Celtic, like every other modern British football club, has to manage a fundamental contradiction: it’s simultaneously a store of working-class tradition, in which millions put hope, and a corporation run on profit-seeking lines. Recent directors include one time Iraq War propagandist John Reid and Tory peer Ian Livingston, who resigned in 2017 following long-running protests over his votes for tax credit cuts.

Every transfer window, the board strips the club of its most valuable assets and auctions them off to the highest bidder. It’s a familiar irony in modern football that a club founded with the purpose of giving expression to Glasgow’s Irish poor now delivers profits for shareholders by flogging overpriced branded products to the descendants of those same communities. As the Green Brigade succinctly put it, ‘our passion is only acceptable if it can be commodified’.

Not content with this profit gouging, Celtic increased the price of season tickets, demanding over £600 from supporters. Season tickets sold out. The small print of the club website informed fans that they were entitled to a refund from the unfulfilled fixtures of the previous season, but suggested that ‘true supporters’ would leave their money in the club. Most left their money in the club.

But that loyalty has been repaid by borderline contempt from the board towards the club’s fans and their protests this season. It would be easy to see them as a product of a spoiled fan base, accustomed to too much success. But their slogans have run far deeper – raising questions about the soul of a club that seems to be run as little more than a business. It’s increasingly hard to sustain the romantic view of Tommy Burns, a legendary player, that ‘when you put on the Celtic jersey, you’re not playing for a football team – you’re playing for a community and a cause’.

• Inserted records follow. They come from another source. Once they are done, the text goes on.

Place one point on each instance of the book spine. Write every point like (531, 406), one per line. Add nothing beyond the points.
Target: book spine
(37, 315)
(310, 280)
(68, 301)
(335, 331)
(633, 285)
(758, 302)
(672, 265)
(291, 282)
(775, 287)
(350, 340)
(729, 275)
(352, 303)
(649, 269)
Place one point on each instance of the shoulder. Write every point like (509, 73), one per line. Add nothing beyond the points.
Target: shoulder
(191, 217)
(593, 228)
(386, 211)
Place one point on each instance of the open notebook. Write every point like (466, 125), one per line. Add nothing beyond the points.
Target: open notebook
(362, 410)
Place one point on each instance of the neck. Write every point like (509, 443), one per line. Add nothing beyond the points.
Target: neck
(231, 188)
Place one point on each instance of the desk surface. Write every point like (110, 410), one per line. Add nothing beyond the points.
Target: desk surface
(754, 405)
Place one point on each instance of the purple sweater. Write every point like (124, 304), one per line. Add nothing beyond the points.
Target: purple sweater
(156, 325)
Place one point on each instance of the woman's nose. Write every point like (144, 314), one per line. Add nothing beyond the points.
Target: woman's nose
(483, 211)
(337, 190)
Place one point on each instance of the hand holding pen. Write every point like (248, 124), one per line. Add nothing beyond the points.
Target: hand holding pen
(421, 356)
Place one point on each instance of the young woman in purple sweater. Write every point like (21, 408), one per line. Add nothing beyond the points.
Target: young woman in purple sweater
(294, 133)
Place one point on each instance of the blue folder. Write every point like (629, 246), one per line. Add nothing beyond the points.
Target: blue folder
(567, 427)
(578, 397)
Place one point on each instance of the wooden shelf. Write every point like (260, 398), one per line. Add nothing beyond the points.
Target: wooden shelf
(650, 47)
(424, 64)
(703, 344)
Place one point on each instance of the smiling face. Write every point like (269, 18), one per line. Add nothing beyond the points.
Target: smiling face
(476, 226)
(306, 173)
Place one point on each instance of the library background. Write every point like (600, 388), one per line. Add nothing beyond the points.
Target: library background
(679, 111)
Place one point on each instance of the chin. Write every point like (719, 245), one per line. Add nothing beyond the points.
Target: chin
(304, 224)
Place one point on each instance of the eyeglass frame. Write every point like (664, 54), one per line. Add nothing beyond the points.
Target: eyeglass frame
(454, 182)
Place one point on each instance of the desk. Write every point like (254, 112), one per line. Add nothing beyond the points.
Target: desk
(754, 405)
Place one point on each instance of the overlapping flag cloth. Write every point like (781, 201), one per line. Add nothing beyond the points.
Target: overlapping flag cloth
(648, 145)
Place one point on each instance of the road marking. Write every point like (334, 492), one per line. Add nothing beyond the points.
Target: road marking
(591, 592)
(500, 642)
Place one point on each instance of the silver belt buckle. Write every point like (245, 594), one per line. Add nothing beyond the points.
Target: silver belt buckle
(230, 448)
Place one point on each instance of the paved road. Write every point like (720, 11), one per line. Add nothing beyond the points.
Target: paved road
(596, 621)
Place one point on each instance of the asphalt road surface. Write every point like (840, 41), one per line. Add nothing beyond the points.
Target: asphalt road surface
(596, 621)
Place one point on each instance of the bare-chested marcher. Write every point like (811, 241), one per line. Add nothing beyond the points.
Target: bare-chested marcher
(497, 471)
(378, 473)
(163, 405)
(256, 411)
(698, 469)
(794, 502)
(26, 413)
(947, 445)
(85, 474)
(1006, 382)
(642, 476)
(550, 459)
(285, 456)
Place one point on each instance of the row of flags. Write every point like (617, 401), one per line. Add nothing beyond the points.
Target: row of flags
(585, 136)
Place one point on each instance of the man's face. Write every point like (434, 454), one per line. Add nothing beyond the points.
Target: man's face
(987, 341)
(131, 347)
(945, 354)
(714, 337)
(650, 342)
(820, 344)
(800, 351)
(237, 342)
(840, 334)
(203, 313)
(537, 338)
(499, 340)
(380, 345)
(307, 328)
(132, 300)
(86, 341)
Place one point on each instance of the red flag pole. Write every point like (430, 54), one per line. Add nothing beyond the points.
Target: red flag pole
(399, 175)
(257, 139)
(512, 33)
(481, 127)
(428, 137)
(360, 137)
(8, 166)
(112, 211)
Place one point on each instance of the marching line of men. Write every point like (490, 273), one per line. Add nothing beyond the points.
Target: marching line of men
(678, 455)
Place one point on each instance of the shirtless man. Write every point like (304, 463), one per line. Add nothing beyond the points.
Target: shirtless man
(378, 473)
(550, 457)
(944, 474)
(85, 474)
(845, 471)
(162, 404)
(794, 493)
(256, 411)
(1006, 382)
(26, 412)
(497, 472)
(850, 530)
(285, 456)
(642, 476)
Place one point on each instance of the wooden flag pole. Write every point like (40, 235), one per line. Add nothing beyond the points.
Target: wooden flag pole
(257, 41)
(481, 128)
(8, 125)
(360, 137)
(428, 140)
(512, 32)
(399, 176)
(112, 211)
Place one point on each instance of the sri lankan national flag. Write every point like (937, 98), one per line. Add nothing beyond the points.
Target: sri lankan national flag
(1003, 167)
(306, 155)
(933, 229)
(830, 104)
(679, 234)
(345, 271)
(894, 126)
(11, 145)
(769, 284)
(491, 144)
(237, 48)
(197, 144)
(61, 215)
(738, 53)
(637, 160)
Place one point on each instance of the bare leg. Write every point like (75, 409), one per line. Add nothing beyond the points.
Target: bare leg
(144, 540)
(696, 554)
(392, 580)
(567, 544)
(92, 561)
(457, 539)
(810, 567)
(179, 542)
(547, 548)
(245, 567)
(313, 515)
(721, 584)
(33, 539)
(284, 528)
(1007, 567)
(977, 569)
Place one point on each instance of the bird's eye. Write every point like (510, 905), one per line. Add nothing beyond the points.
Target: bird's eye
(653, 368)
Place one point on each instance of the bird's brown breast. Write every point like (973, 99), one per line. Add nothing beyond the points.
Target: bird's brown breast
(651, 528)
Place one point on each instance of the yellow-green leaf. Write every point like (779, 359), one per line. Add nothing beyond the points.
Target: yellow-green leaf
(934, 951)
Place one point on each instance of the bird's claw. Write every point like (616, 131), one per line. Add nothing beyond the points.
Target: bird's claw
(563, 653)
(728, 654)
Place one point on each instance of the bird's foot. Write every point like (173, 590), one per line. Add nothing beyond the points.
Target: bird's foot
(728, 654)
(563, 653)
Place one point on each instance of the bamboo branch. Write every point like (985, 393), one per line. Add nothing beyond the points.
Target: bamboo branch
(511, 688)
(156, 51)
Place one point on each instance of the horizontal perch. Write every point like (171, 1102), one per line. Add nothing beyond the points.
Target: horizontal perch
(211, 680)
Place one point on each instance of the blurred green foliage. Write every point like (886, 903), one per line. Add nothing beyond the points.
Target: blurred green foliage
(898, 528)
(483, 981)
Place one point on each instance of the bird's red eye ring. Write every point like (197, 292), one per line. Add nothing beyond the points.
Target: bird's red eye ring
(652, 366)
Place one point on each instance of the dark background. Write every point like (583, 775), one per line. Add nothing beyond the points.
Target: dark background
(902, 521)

And yet, there might be small grounds for hope. As ‘sack the board’ banners hung from the fence around Parkhead, supporters group the Celtic Trust hosted a well-attended online meeting. The Trust is aiming for 50,000 paying members within 5 years, and its proposed strategy combines bringing together existing small shareholders and buying shares to be held in common.

It would be rash to make predictions, but anecdotally, the mood of Celtic supporters seems to have changed, and changed permanently. In a city where many cleave to Bill Shankly’s maxim which says that football is more important than life and death, there is a small but growing sense that it’s also too important to be left to the market. One day, perhaps, the rebels will win again.